By Sinéad Carew
(Reuters) - U.S. stocks were up 1 percent on Wednesday afternoon, though well below their session highs, as investors were hopeful about U.S.-China trade relations after the latest comments from both sides and eyed some reassuring signs in British politics.
U.S. President Donald Trump, in an interview with Reuters, said trade talks were under way with China. Traders said China made the first major purchase of U.S. soybeans since Washington and Beijing agreed to a temporary trade truce earlier this month.
Also, Trump said he would intervene in a case against a top executive at Huawei Technologies if it would help secure a trade deal.
The China news helped Wall Street, along with expectations Britain's Prime Minister might keep her job for now.
The S&P pared gains as the day wore on as investors were cautious about the rally's sustainability. But they found some technical reassurance as stocks have recently bounced back multiple times intraday after testing 2018 lows.
"We've had numerous retests of those lows. Each retest makes the support stronger," said Robert Phipps, director at Per Sterling in Austin, Texas. "We know where the likely floor is. There's some comfort in the market based on that belief."
But Phipps cautioned that while the market might stay above the 2018 lows it would likely continue to be volatile at least until a U.S.-China negotiating deadline at the end of February.
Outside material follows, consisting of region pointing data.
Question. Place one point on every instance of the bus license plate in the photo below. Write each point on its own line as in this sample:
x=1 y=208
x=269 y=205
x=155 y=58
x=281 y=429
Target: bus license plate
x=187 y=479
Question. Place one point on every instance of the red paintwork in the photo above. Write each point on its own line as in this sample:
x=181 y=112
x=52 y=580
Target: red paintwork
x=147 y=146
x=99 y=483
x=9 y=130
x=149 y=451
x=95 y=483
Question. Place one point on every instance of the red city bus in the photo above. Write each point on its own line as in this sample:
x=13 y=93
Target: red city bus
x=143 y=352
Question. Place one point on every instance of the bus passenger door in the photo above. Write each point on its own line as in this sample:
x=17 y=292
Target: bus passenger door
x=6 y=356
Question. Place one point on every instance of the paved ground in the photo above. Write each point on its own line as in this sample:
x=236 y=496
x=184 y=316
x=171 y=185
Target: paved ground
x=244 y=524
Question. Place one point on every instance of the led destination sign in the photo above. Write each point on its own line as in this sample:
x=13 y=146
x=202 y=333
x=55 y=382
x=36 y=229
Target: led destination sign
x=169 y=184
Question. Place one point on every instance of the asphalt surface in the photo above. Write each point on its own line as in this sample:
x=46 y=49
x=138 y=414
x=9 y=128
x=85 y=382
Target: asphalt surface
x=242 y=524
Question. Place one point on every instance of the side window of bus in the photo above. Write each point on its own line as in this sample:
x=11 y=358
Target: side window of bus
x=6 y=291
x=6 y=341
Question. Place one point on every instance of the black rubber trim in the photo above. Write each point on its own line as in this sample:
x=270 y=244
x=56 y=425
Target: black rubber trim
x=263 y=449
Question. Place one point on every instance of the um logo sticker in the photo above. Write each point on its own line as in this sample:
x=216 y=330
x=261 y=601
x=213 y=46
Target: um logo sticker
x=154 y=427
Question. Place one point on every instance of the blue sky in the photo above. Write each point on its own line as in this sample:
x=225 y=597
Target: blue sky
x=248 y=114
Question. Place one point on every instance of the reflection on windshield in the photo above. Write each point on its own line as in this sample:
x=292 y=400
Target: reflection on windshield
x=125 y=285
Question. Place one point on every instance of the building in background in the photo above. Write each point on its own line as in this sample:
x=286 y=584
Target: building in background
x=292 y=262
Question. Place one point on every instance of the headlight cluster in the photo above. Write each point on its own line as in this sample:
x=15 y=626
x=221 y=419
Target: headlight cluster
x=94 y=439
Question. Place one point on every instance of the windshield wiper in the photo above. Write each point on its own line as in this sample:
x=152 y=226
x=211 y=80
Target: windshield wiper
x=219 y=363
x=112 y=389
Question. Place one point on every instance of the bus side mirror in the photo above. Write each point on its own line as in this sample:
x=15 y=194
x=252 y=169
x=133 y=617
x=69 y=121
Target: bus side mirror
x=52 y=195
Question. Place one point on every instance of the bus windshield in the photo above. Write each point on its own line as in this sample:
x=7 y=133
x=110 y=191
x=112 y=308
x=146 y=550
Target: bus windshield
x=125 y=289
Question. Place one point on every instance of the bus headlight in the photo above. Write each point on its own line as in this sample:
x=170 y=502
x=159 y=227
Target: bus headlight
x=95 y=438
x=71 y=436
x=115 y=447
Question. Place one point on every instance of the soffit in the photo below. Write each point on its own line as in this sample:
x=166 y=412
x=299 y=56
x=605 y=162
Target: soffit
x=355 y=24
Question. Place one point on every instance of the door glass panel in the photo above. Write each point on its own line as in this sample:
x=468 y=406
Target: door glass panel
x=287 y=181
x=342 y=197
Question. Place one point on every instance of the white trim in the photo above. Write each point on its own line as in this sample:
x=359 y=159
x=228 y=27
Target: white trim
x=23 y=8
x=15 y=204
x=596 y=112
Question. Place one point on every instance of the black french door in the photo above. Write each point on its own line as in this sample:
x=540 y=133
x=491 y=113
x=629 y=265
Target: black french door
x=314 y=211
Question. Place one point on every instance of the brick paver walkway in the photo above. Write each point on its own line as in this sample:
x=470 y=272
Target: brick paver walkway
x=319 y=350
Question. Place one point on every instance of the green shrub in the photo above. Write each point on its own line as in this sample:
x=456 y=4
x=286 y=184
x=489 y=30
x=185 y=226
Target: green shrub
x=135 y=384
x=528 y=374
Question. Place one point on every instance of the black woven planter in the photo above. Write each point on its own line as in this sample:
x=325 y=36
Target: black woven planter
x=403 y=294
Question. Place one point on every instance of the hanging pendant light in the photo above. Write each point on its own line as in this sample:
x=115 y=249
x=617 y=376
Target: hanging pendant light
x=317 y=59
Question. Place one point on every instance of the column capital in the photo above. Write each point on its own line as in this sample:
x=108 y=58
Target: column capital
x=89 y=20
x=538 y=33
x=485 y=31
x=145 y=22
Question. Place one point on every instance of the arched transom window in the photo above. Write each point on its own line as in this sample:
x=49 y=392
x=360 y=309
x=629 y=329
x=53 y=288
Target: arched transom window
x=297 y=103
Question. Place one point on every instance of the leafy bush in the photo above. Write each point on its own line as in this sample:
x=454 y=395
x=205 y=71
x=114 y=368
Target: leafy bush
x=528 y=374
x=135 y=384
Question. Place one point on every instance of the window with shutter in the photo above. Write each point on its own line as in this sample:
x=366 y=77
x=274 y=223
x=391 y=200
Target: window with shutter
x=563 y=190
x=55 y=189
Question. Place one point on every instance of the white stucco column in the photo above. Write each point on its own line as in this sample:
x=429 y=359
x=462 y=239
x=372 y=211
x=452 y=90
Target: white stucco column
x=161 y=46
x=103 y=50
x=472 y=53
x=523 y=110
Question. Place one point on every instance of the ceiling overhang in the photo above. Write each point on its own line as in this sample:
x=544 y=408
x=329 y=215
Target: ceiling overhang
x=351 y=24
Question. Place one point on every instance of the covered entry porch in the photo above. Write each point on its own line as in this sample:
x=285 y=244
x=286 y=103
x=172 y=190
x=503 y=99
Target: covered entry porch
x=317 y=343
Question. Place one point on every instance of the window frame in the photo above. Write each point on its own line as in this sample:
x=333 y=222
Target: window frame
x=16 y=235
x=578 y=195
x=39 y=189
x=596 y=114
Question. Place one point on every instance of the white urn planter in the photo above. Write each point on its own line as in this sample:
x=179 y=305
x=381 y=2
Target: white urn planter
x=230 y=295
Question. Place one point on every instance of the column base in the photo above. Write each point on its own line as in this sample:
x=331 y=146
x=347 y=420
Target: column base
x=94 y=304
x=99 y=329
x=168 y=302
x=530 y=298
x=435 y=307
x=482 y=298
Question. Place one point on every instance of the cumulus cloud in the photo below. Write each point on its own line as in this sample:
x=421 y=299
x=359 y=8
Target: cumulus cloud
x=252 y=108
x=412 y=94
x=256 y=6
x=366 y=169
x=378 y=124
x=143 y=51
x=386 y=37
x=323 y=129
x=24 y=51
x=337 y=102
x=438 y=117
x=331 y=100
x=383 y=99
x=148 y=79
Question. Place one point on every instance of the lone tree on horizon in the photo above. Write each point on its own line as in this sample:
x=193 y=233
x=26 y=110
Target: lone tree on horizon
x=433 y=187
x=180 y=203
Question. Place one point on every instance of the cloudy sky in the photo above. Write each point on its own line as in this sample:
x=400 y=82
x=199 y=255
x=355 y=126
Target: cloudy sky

"Not only is Trump unlikely to seal a deal until the end of February but the rhetoric gets more abrasive the closer he gets to the deadline," he said. "There's a lot of political issues that are going to keep pressure on the market from now to the end of February."
At 3:13 p.m. ET, the Dow Jones Industrial Average (DJI) rose 305.22 points, or 1.25 percent, to 24,675.46, the S&P 500 (SPX) gained 31.8 points, or 1.21 percent, to 2,668.58 and the Nasdaq Composite (IXIC) added 114.04 points, or 1.62 percent, to 7,145.87.
Of the S&P's 11 major sectors 9 were in positive territory with 8 showing gains of around 1 percent or more. The real estate sector <.SPLRCR> was the biggest loser with a 1.4 percent drop while utilities (SPLRCU) followed with a 0.4 percent decline, showing a lack of appetite for defensive sectors.
The S&P technology sector (SPLRCT) gained 1.6 percent, providing the biggest support to the benchmark. The sector is heavily exposed to China trade.
Trading has been especially choppy in the past few days amid a slew of headlines on topics ranging from China trade and a potential U.S. government shutdown to uncertainty around Britain's divorce from the European Union.
After British Prime Minister Theresa May struggled to reach an exit deal this weak investors contemplated the possibility of a disorderly "no-deal" departure or another referendum.
May promised on Wednesday to step down before the next parliamentary election due in 2022, hoping to win over wavering lawmakers before a no-confidence vote triggered by Brexit supporters.
China-based music streaming company Tencent Music Entertainment (N:TME) was last up 7.9 percent in its U.S. debut.
Advancing issues outnumbered declining ones on the NYSE by a 2.69-to-1 ratio; on Nasdaq, a 2.48-to-1 ratio favored advancers.
The S&P 500 posted 14 new 52-week highs and 6 new lows; the Nasdaq Composite recorded 21 new highs and 141 new lows.